"In memory of some bad days and good yarns, spent and told in this dirty room of this verminous hut in this God-forsaken village. To Hell with the Turks!"
CHAPTER VII
IN THE SHADOW OF THE BLACK ROCK
Moored under a willow tree, we were clearing what was left of the cold chicken and salad from the middle of a punt. I filled the Chambertin bottle with water and dropped it overboard. It plashed and sank noiselessly to the bottom of the Thames. From the far side of our island came the metallic strains of a gramophone, made less blatant by the soft atmosphere of the river. A passing punt-pole clacked, rose from the surface, stabbed the water and clacked again. Flies danced from the hot sunlight into the shade of the willow, and hovered over the remains of our lunch. I composed the cushions and lay down, opposite Phyllis.
But the cushions became harder and harder, and the breeze merged gradually into a stuffy, dark oppressiveness. I opened my eyes, and sat up. The head cushion, it appeared, was a sackful of kit, my white flannels were a uniform in creased and dirtied khaki, Phyllis was Alfonso the Turkish guard, and the Thames the military baths at Afion-kara-Hissar, in the centre of Anatolia.
Some ragged Turks arrived through the stone passage that led to the hot room, and began undressing. Cuthbert was talking to the bath attendant, while Alfonso lay opposite me and snored. H. and W. also snored in dissonant notes. R. was sorting out his kit. The rest of the party still slumbered silently, stretched out in twisted attitudes on the stone floor.
Then I remembered how we were dragged from the train in the early hours of the morning, and had wandered through the streets of Afion-kara-Hissar, looking for the prison camp. Finding it closed to night arrivals, Cuthbert and Alfonso led us to the Madrissah hammam, in the courtyard of a mosque. Weary with want of sleep and the hardships of a long journey, we had slept for several hours on the floor of the outer bath-room.

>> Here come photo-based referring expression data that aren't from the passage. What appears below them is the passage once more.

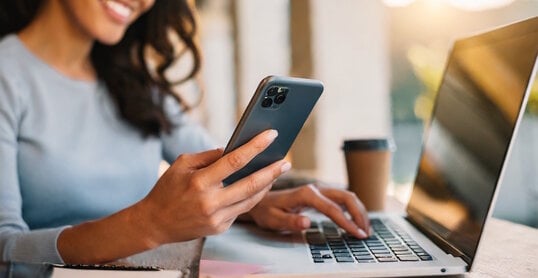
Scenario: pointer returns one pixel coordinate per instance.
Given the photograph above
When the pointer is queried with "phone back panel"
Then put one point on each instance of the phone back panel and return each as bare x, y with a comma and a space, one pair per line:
286, 117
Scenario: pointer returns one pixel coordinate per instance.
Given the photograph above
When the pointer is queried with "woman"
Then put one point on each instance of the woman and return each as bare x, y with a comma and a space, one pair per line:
84, 123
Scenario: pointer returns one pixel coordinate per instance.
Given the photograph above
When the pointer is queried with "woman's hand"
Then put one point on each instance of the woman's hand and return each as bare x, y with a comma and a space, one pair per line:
279, 210
189, 201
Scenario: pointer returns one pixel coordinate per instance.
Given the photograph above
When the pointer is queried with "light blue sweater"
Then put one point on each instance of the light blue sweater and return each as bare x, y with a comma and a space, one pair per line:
66, 156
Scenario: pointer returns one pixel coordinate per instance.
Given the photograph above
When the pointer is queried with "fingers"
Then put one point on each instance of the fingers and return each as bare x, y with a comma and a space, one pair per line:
353, 205
255, 182
278, 219
200, 160
244, 205
238, 158
311, 196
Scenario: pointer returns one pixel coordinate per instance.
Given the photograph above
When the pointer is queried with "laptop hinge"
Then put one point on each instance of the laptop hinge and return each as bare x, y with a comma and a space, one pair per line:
439, 241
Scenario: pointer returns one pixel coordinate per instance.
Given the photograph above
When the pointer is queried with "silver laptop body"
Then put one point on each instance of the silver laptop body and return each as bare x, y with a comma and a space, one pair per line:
478, 108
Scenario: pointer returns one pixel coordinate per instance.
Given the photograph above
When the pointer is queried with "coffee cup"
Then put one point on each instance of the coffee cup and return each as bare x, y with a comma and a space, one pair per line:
368, 163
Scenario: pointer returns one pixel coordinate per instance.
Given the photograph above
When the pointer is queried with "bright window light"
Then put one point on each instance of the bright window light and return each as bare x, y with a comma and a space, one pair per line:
397, 3
479, 5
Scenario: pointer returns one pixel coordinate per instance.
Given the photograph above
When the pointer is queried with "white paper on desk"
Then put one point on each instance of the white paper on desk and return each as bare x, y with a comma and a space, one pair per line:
61, 272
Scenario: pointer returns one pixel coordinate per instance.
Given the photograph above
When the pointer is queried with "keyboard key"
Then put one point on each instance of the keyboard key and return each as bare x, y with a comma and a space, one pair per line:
387, 260
402, 248
345, 260
408, 258
379, 248
426, 258
361, 253
403, 253
381, 252
364, 257
383, 255
339, 255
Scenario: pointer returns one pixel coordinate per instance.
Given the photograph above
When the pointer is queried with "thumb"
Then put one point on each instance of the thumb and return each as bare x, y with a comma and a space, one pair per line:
201, 160
288, 221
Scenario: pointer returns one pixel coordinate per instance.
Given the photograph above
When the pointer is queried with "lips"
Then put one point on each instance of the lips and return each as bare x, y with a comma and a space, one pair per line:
118, 11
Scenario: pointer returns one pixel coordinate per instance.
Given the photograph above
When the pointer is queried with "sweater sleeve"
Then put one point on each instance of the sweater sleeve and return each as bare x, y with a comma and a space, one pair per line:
17, 242
187, 136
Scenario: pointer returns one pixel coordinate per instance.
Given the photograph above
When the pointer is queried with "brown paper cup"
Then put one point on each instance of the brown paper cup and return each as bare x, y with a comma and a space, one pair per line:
368, 168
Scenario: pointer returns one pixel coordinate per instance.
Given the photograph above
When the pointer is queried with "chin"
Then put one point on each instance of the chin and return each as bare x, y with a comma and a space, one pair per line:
110, 38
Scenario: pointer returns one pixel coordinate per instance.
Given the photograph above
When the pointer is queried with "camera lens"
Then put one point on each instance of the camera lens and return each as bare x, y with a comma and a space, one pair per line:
267, 102
280, 98
272, 91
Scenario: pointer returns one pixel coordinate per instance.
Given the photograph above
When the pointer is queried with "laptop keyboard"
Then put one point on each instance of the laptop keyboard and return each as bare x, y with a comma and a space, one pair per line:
389, 243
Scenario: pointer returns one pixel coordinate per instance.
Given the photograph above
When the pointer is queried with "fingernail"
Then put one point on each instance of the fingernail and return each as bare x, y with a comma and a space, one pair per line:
305, 222
362, 234
285, 167
272, 134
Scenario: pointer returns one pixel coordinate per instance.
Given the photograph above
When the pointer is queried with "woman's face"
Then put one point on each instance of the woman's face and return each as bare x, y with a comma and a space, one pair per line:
105, 20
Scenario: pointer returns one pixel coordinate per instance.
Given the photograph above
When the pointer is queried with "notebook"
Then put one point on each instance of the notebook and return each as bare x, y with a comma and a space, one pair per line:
477, 110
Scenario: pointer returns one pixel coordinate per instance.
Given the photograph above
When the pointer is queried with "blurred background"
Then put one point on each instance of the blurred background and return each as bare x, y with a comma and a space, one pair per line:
381, 63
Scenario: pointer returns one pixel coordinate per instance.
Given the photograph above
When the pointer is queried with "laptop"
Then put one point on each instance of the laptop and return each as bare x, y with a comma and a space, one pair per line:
478, 107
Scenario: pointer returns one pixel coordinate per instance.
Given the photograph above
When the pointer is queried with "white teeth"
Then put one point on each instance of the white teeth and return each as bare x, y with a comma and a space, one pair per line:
119, 8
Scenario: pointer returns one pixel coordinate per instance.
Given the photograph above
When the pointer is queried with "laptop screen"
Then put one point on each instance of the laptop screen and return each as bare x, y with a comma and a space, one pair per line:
476, 111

Only R. had risked taking off his boots; and these had evidently disappeared, for as he searched his loud curses echoed from the domed roof. As was to be expected, all the Turks in the room disclaimed volubly any knowledge of the missing boots, so that when we moved to the prisoners' camp R. clattered along the streets in a pair of wooden sandals borrowed from the bath attendant.
A Turkish officer met us at the barrier which divided the street of prison-houses from the rest of the town, and sent us to meet the British adjutant of the camp. Cuthbert and Alfonso waved a good-humoured farewell and disappeared. With them they took our cooking pots—although we did not discover this fact until later in the day. By that time they had left Afion-kara-Hissar. We swore long and loud at the memory of the two guards, for in those days any sort of a cooking utensil was in Turkey worth at least two pounds.